7.Skip the salt. The American Heart Association recommends 1,500-2,300 mg of sodium daily depending on your risk factors. One teaspoon of salt contains 2,300 mg of sodium! By substituting fresh onion and garlic, or herbs and spices in place of salt, you'll retain less fluid, which improves blood pressure and decreases bloating and swelling.

8.Bust a move. Following a healthy diet can still lead to gaining weight if you don't burn those calories off. Thirty minutes of moderately intense exercise is recommended most days of the week. Make it a goal to get moving everyday. If you can't make it to the gym, go dancing, do yard work or ride a bike. Exercise can be fun.

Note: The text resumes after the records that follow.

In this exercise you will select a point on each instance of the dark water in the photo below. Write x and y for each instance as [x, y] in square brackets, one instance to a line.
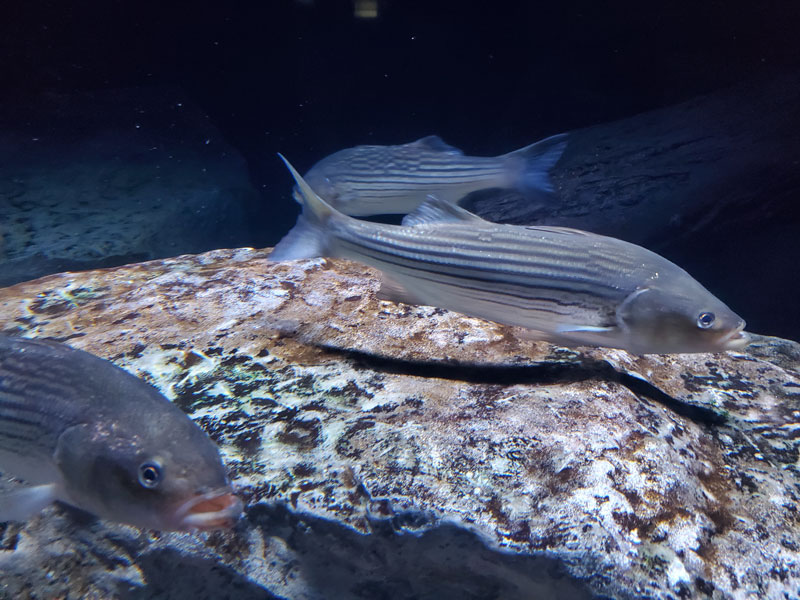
[221, 89]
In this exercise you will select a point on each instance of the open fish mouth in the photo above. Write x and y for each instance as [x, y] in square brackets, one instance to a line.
[218, 509]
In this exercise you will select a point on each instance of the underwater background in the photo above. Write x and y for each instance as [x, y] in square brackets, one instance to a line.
[100, 97]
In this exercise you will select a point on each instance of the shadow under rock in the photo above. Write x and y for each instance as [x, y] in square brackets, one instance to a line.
[172, 575]
[444, 562]
[571, 370]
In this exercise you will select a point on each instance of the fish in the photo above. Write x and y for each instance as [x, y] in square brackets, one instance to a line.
[80, 430]
[565, 286]
[377, 180]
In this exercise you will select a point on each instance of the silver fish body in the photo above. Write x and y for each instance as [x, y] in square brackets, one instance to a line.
[373, 180]
[566, 286]
[83, 431]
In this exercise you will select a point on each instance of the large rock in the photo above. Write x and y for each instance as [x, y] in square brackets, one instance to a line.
[393, 451]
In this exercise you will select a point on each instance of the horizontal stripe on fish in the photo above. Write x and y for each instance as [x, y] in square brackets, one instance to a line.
[591, 291]
[568, 286]
[506, 265]
[356, 180]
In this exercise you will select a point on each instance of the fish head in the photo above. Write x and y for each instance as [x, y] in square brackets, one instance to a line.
[165, 475]
[679, 317]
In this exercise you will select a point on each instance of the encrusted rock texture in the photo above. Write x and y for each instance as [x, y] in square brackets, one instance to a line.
[394, 451]
[103, 178]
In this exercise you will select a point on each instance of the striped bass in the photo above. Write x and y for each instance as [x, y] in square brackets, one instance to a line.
[566, 286]
[82, 431]
[374, 180]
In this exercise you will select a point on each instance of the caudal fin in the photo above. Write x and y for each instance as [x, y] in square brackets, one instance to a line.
[308, 238]
[536, 161]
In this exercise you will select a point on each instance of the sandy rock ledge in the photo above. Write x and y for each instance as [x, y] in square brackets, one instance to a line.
[393, 451]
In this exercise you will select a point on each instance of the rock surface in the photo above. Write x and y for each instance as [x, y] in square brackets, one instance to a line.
[394, 451]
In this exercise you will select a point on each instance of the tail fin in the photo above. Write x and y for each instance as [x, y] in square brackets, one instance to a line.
[537, 160]
[308, 238]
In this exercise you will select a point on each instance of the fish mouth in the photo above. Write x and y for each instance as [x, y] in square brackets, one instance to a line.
[218, 509]
[736, 339]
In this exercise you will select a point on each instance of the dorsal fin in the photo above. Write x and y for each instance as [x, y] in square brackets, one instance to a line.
[435, 210]
[434, 142]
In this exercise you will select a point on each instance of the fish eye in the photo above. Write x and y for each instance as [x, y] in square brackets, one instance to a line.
[705, 320]
[150, 474]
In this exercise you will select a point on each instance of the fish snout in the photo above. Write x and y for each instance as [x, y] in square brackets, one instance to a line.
[218, 509]
[737, 338]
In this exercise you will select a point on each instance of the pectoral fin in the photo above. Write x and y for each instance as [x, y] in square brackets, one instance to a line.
[21, 504]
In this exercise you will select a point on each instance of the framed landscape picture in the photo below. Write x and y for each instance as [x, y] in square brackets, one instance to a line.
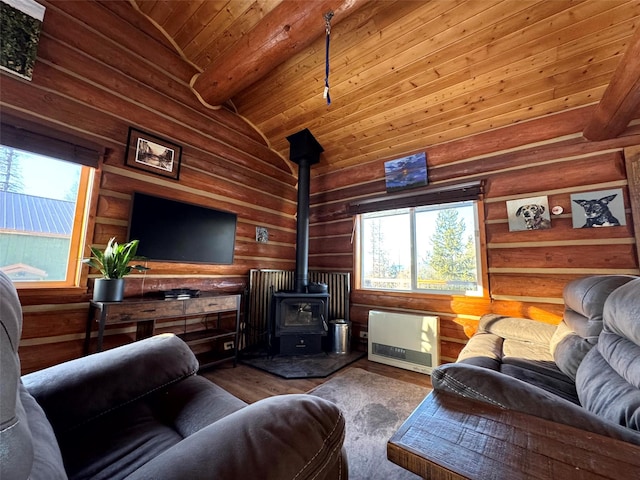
[153, 154]
[406, 172]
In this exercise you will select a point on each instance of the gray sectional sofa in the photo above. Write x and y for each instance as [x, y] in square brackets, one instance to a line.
[584, 372]
[141, 412]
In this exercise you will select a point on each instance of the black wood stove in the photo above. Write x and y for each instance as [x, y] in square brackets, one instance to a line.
[299, 318]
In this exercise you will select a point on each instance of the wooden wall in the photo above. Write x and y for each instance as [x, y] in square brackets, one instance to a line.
[96, 85]
[527, 270]
[95, 77]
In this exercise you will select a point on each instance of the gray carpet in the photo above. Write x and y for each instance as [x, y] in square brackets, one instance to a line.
[374, 408]
[302, 366]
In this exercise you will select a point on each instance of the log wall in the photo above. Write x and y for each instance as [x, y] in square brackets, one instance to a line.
[527, 270]
[96, 85]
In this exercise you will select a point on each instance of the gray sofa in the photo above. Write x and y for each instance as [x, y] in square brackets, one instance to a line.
[141, 412]
[584, 372]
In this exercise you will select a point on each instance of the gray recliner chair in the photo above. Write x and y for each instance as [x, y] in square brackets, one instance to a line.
[607, 365]
[141, 412]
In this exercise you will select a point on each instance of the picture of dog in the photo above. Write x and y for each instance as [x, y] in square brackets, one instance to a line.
[597, 212]
[532, 215]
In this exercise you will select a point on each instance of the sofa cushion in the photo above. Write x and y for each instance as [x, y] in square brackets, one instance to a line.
[47, 458]
[578, 332]
[608, 379]
[518, 347]
[510, 393]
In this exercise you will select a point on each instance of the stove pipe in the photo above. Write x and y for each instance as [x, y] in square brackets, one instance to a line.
[304, 151]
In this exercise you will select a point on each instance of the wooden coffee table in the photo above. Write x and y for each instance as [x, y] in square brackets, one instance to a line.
[449, 438]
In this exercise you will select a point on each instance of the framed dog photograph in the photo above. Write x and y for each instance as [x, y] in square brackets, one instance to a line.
[528, 214]
[153, 154]
[604, 208]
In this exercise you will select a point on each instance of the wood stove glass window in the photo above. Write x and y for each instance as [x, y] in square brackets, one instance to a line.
[300, 316]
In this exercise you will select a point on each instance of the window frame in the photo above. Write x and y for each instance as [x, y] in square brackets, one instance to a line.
[440, 195]
[42, 140]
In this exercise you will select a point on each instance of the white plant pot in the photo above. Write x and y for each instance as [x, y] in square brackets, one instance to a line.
[108, 290]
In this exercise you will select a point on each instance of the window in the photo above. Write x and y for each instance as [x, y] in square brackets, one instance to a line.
[43, 206]
[427, 249]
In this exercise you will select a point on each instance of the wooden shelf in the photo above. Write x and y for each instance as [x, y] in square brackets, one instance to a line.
[145, 311]
[203, 336]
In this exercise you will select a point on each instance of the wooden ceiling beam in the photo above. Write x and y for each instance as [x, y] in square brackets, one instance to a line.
[620, 102]
[287, 29]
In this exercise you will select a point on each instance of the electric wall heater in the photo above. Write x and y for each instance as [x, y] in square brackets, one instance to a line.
[404, 340]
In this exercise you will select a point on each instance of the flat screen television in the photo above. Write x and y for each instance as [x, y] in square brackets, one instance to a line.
[173, 231]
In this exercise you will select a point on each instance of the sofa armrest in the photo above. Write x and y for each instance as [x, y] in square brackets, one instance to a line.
[79, 390]
[507, 392]
[514, 328]
[279, 438]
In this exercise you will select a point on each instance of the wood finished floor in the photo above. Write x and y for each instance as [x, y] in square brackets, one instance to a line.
[251, 384]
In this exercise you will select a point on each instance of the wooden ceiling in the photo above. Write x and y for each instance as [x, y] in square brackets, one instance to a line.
[409, 74]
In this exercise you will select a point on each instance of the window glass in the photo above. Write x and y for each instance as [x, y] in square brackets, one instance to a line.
[431, 249]
[42, 203]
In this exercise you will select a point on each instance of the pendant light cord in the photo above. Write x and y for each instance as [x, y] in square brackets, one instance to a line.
[327, 20]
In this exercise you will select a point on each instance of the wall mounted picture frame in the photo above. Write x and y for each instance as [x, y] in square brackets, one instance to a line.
[406, 172]
[153, 154]
[529, 214]
[604, 208]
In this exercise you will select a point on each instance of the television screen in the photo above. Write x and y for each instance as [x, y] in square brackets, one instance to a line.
[175, 231]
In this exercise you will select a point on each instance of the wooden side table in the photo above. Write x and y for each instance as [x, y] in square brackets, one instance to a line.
[145, 311]
[452, 438]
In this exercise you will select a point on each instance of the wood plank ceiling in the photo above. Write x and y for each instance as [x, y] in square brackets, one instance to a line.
[409, 74]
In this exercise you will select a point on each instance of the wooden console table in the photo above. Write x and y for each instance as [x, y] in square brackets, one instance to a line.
[451, 438]
[145, 311]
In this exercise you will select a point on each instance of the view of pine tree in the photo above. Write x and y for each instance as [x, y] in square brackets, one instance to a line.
[20, 33]
[451, 257]
[10, 171]
[380, 262]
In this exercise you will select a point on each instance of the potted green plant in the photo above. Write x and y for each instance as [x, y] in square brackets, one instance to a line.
[114, 264]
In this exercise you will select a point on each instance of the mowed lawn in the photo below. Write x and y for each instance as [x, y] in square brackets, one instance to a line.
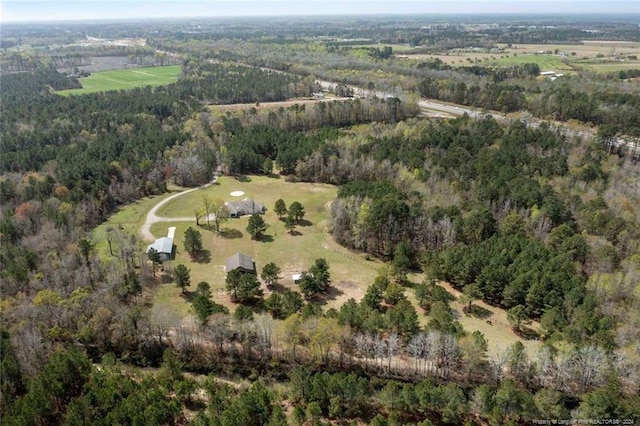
[103, 81]
[351, 273]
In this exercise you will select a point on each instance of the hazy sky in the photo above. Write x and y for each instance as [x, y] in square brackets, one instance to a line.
[48, 10]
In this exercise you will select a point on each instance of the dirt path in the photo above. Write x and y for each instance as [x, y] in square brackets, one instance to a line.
[152, 218]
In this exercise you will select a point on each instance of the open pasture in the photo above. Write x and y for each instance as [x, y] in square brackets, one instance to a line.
[351, 273]
[124, 79]
[592, 56]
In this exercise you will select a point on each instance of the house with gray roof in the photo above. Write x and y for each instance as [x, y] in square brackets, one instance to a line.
[244, 207]
[164, 246]
[240, 262]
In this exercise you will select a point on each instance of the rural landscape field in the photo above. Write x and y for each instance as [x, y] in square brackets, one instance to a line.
[372, 218]
[103, 81]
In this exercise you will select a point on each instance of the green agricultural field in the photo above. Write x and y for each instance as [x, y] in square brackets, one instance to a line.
[103, 81]
[545, 62]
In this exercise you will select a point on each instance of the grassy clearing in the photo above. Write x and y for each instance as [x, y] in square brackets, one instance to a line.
[127, 221]
[351, 273]
[591, 56]
[498, 332]
[103, 81]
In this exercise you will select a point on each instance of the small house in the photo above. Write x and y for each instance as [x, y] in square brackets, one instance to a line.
[240, 262]
[164, 246]
[244, 207]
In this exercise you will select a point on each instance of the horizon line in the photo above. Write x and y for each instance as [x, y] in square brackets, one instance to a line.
[595, 16]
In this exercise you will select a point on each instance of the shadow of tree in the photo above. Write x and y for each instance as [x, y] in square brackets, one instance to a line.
[528, 333]
[278, 288]
[478, 312]
[204, 256]
[323, 298]
[187, 295]
[230, 234]
[165, 278]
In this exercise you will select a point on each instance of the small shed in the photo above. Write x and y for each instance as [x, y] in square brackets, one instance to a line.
[240, 262]
[164, 246]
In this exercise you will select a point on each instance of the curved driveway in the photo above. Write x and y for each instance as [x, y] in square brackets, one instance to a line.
[152, 218]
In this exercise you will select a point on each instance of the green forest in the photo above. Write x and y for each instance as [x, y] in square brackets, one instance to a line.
[524, 216]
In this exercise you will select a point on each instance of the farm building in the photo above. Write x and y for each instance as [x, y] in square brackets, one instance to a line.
[244, 207]
[241, 262]
[164, 246]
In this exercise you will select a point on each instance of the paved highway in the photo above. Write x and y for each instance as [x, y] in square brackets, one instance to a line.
[457, 110]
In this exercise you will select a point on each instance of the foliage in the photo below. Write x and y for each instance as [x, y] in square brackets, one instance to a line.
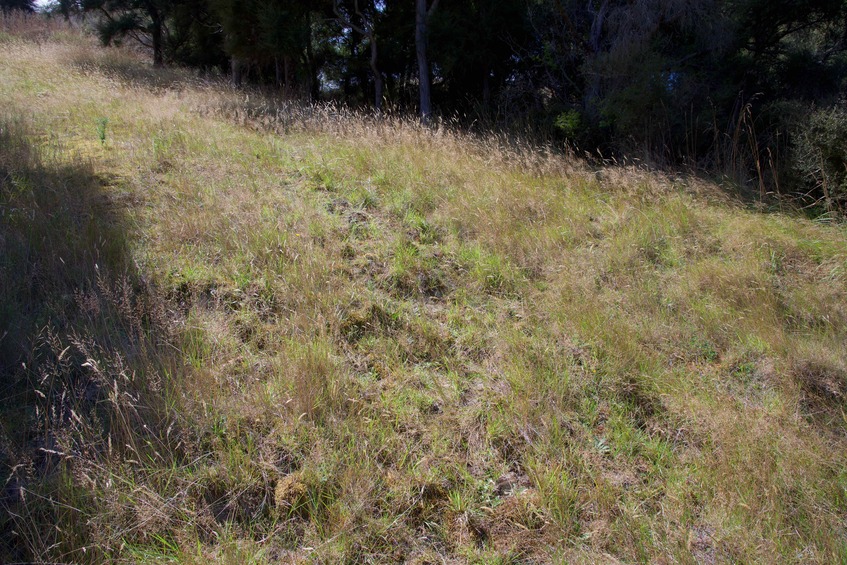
[249, 329]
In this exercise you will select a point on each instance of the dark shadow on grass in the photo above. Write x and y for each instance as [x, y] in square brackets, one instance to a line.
[81, 348]
[129, 69]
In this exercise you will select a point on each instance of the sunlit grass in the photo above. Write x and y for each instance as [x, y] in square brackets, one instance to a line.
[295, 333]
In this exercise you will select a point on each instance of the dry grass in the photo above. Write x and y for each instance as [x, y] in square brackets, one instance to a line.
[245, 330]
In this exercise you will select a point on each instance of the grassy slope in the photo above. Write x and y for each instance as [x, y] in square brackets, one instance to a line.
[349, 340]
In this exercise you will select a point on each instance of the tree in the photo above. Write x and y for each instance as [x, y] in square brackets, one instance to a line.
[143, 20]
[364, 23]
[23, 5]
[423, 12]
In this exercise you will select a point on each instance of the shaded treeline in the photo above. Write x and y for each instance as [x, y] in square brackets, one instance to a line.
[751, 89]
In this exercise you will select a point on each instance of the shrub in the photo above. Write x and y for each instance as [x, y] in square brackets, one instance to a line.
[819, 155]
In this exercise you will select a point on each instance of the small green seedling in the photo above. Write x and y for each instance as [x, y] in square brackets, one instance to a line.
[101, 129]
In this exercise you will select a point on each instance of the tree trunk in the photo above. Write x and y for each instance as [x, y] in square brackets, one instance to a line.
[237, 69]
[314, 84]
[424, 86]
[379, 85]
[156, 32]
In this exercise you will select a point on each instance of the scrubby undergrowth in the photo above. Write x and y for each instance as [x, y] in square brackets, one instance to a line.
[239, 331]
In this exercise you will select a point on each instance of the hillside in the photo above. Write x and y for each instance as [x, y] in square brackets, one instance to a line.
[246, 331]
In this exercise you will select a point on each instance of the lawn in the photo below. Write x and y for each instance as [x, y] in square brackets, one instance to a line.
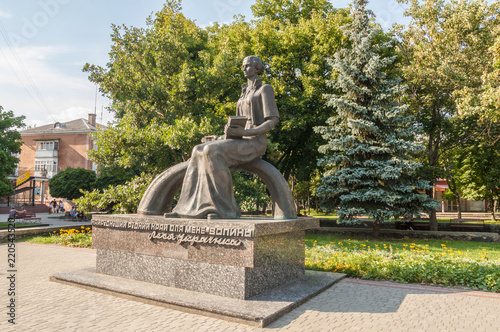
[333, 216]
[5, 225]
[66, 237]
[473, 265]
[450, 263]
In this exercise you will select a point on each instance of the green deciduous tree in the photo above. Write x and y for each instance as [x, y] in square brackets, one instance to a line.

9.Be fat savvy. MUFA's, PUFA's, trans and saturated: Do you know the difference? Mono- and poly-unsaturated fats are healthy fats from plants (usually liquid at room temperature). Saturated and trans fats are "bad" fats that raise LDL (bad) cholesterol and are generally solid at room temperature. All fats, no matter what type, are around 120 calories per tablespoon, so still use them in moderation.

10.Variety is key. Eating from all the food groups will ensure a balanced diet, but eating different kinds of food within each food group will give you a lot of vitamins and minerals you may be missing. This will improve energy levels, fight colds and expand your overall health profile.